In 1984, the prison authorities called on Somayeh and took her away from the ward. Two weeks later they brought Somayeh back to prison. One of the witnesses says,

When she returned her hands were hennaed. Her nails were hennaed too. She also had a gold bangle. I asked her, “Somayeh Jan, where have you been?” she said, “I was taken to Haj Lajevardi’s house.” When she returned from that place she was no longer the same Somayeh. She had appeared depressed. Her childish tenderness had vanished. Even her attitude had changed and she had become disgruntled. She was taken from the ward shortly thereafter. I didn’t know where she was anymore, but I asked about her from the girls coming from other wards. A few said that they had heard her name called in the branch: Taghvaei.

In 1986, when she was around 14, Somayeh was handed to the custody of her paternal aunt after around five years of imprisonment. After that, Somayeh’s paternal uncle accepted to be her guardian and she lived in his household.
In a letter written to her family dated April 16, 1986 and after her release from prison, Somayeh wrote:
“Dear father, if that incident (the conflict and my arrest) had not taken place, I should have been in 8th grade.

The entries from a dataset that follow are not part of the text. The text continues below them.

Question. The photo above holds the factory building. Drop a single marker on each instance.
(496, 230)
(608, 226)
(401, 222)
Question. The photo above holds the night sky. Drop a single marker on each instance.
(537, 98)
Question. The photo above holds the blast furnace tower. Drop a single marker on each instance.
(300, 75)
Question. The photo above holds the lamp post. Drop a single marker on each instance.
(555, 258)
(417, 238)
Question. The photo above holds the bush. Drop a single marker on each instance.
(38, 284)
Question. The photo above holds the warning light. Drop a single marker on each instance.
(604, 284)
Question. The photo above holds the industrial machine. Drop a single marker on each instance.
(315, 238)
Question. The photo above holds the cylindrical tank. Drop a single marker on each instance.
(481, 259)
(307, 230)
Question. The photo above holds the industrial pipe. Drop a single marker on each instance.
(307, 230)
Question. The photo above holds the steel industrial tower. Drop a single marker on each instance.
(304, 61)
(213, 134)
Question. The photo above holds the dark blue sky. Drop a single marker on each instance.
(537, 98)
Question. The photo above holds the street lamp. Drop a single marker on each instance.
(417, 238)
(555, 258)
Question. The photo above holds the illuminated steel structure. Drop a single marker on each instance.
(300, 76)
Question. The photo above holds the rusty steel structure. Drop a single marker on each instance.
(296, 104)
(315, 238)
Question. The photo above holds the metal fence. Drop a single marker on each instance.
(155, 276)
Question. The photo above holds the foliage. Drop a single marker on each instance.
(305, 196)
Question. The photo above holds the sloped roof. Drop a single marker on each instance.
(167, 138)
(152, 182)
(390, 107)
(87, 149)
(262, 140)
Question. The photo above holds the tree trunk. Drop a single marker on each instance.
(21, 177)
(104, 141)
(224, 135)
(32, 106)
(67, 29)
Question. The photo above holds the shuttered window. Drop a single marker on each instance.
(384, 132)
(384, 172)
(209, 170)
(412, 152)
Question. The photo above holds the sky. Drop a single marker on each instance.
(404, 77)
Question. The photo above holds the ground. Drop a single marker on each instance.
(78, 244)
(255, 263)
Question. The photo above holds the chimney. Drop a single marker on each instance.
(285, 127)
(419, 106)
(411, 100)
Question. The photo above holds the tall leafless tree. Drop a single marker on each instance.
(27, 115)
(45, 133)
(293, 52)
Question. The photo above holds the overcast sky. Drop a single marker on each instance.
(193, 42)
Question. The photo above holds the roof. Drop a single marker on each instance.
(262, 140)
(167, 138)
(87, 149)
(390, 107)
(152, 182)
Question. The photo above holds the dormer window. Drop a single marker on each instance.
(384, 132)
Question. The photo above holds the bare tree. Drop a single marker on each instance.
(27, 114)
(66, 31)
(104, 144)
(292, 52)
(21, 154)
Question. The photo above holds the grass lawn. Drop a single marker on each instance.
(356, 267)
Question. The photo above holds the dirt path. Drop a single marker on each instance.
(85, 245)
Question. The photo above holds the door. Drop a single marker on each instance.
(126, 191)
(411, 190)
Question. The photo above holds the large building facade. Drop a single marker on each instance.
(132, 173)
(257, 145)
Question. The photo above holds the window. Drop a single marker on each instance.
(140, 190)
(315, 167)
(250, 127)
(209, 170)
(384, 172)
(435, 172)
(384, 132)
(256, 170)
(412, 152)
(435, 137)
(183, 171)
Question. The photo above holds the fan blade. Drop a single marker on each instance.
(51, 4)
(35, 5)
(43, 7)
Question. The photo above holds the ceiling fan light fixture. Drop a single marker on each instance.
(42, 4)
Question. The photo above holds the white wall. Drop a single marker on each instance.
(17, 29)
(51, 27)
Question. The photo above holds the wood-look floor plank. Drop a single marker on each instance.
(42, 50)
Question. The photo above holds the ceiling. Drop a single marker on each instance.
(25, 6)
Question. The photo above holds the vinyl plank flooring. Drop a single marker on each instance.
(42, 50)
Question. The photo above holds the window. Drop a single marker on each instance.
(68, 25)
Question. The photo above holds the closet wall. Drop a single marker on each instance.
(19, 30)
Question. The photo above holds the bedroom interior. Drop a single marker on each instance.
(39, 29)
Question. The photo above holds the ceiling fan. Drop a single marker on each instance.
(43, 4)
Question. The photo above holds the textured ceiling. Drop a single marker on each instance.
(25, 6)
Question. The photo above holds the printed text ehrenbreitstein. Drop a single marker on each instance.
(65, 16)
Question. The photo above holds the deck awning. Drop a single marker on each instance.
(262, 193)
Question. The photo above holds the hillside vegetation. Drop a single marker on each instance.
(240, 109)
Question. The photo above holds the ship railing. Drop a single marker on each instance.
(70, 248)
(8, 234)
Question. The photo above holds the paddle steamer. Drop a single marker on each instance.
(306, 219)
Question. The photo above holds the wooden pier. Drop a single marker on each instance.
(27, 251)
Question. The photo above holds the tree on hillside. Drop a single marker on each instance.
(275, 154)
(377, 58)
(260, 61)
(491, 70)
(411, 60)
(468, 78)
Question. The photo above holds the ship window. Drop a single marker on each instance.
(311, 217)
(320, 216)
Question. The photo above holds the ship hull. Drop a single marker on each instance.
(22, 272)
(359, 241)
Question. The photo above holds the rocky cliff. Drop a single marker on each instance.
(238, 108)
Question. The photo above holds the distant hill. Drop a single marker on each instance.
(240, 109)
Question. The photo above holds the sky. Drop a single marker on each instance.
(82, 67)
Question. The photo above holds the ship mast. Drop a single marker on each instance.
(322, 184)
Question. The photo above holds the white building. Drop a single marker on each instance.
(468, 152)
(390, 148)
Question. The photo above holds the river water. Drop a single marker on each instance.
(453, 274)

In order to make up for the lost time, I am currently studying. If I can, I would like to make up the missing classes in the three months of summer when the school is closed.”
Somayeh started attending school outside of prison. A few years after her release, a woman came to Somayeh’s uncle’s home and asked for Somayeh’s hand in marriage for her son. Somayeh’s uncle rejected this, reasoning that Somayeh’s parents were not around. Following that incident, Somayeh and her uncle were summoned by the Revolutionary Prosecution Office at Evin Prison where Somayeh was told by one of the prosecution office’s officials that if she did not accept the marriage proposal, she would be returned to prison again.

Thus, at the age of 18, Somayeh Taghvaei was married to a man who was a close associate of certain governmental officials and had served in the Iran-Iraq war. The forced marriage resulted in two daughters.

Somayeh was in her early twenties when the doctors noticed of the presence of cancerous tumours in her body. The medical treatment received in Iran was not fully effective. Somayeh’s parents left the Mojahedin-e Khalq Organisation in 1992 and had since moved to London, UK. Somayeh was sent to London to the care of her parents to pursue further treatment. A year later, on March 15, 1998 and at the age of 25, Somayeh lost her battle with the advanced stage of cancer in a London hospital. She was never given the opportunity to feel secure, safe and calm enough to retell what happened to her in her lost childhood.